• Question: How has our DNA divided us into groups such as: Hispanic, Caucasian, Asian and African american

    Asked by Grade-A-Under-A to John, Laura, Luke, Rob, Ruth on 19 Jun 2016.
    • Photo: Laura Finney

      Laura Finney answered on 19 Jun 2016:


      Before people started moved around in the last 500 years, populations were separated in terms of location due to oceans etc. and so they only ever reproduced with people from those areas. Evolution and natural selection meant that each region had different “races” according to what characteristics are better for that region in the world e.g. a different skin tone/facial features and what can be passed on. For over 100,000 years this has caused different populations of humans to evolve in different directions hence creating characteristics from each area of the world.
      These days people can move around easily and so africans have moved to america etc as you mentioned in your question.

      I hope that is helpful as this is quite a difficult topic to cover in such a brief little space 🙂

    • Photo: Luke Williams

      Luke Williams answered on 19 Jun 2016:


      It is also worth noting that race is partly/mostly/entirely a cultural boundary. There is a huge controversy as to whether race even exists, as scientifically speaking race does not. We are all classed as the same species and even the same subspecies Homo sapiens sapiens (modern human), but there is no actual definition for a race. Simply doesn’t fit in the biological terms.

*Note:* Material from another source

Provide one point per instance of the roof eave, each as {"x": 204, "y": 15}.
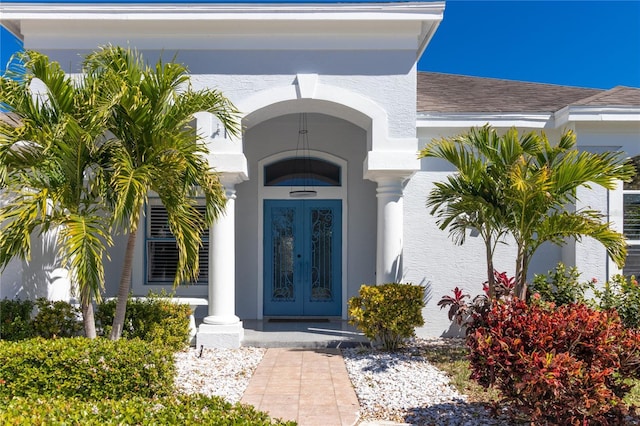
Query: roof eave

      My belief is that if we had remained entirely isolated groups for some great period of time longer, we may have evolved into different species or perhaps only subspecies of human, if the environments were different enough to warrant this. I don’t know if this is a current theory or if it was happening slowly, as it is not my field, but that’s how I view things.

    • Photo: John Fossey

      John Fossey answered on 20 Jun 2016:


      The observed surface differences – and they really are just skin deep – come about from geographic isolation, random mutation and natural selection. The observed differences might have given some evolutionary advantage in the distant past but in today’s world we can ignore these simple visual differences and (for those that are fortunate enough to have clear vision) celebrate the visual capabilities we have to observe the diversity humanity enjoys.